Amid a fast-shifting luxury e-commerce landscape, it appears the stakes have only risen for players involved in the deal — adding a new layer of urgency that things go off without a hitch.
The Net-a-Porter Website.
Farfetch announced it would acquire a 47.5 percent stake in rival Yoox Net-a-Porter from luxury goods group Richemont. (Shutterstock)

It’s been seven months since Farfetch announced it would acquire a 47.5 percent stake in rival Yoox Net-a-Porter from luxury goods group Richemont. The transaction is still on track to complete before the end of the year, a spokesperson for Farfetch told BoF. But amid a fast-shifting luxury e-commerce landscape, it appears the stakes have changed for the players involved — adding a new layer of urgency for things to go off without a hitch.

BoF breaks down what you need to know.

Where does the deal currently stand?

The complex deal announced in August is broken down into two stages, where, as a first step, Farfetch will acquire a 47.5 percent stake in YNAP from Richemont in exchange for company shares. Emirati business mogul Mohamed Alabbar will acquire a 3.2 percent stake, pushing Richemont’s own stake below 50 percent and leaving YNAP without a majority shareholder for the meantime. (The second phase of the deal lays out a path for Farfetch to acquire the rest of YNAP, but only if the loss-making company achieves profitability within three to five years.)

Currently, the first phase of the deal is going through regulatory approvals, with antitrust bodies investigating whether the transaction would hinder market competition — a standard procedure for companies of this size. Last month, it got the green light from UK watchdog The Competition and Markets Authority. But it could still be several months before all the necessary approvals are secured.

Where does this leave Richemont and Farfetch?
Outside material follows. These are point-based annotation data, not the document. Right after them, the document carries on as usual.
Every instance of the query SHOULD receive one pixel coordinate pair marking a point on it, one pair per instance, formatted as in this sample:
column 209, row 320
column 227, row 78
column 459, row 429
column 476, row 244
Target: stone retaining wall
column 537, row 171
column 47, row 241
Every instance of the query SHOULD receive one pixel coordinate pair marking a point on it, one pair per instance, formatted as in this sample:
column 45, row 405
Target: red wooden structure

For Richemont, which is itching to get the loss-making e-tailer YNAP off its balance sheet, things have already started to look up. Until the deal is fully complete YNAP is expected to continue to drag on company results, Bernstein analyst Luca Solca said in a November note. Nevertheless, since the deal was announced, investor confidence in Richemont soared: over the past six months, the company’s share price has gained almost 60 percent.
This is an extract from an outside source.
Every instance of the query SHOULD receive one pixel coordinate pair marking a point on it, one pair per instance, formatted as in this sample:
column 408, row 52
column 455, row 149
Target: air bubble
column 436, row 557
The picture at Farfetch is more gloomy. Despite the broader luxury spending boom, company performance has lagged, with Farfetch struggling to navigate the consumer return to physical stores; challenges in Russia and China have also taken a toll. Since the deal announcement in August, Farfetch’s stock has plummeted, hitting an all time low in December after a strategy presentation to investors failed to assuage investor concerns the company had a plan to address persistent losses and its first drop in sales. Farfetch’s stock remains close to those levels now, falling about 75 percent over the last year.

“We believe this is the bitterest disappointment for investors willing to believe in the ‘Uber of luxury distribution’ vision presented at the IPO,” Solca wrote in a December note to clients following the event.
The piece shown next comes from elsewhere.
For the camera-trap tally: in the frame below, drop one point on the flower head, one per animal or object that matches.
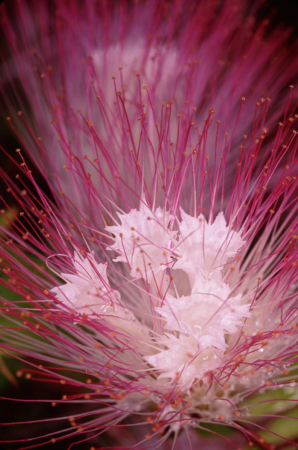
(162, 262)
An executive shakeup earlier this year only added to the turbulence: In January, chief brand officer Holli Rogers and chief growth officer Martin Avetisyan exited the business, while CFO Elliot Jordan is set to step down by the end of the year.

In the three months through December, year-on-year sales at Farfetch declined for the second consecutive quarter, with gross merchandise value — a measure of goods primarily sold through its online marketplace — down almost 12 percent, and revenue falling 5 percent.

How are Yoox and Net-a-Porter navigating the transition?

The ongoing process leaves YNAP in a sort of limbo: as part of the deal, it was agreed YNAP would get a new CEO and its brands would replatform to use Farfetch’s technology and logistics — a move that will “significantly enhance its prospects,” according to Richemont. But those changes can only move ahead once the transaction closes.

In the meantime, former president of Net-a-Porter, Mr Porter and The Outnet Alison Loehnis is serving as interim chief executive of YNAP, succeeding Richemont veteran Geoffroy Lefebvre who left the company in October. Under Loehnis’ leadership, the group has continued to pursue sustainable initiatives: Net-a-Porter launched a repairs service in the UK in February and is expanding its resale service to new global markets, while off-price platform Yoox, which is set to rebrand as a circular fashion destination, launched a pre-owned vertical on its site.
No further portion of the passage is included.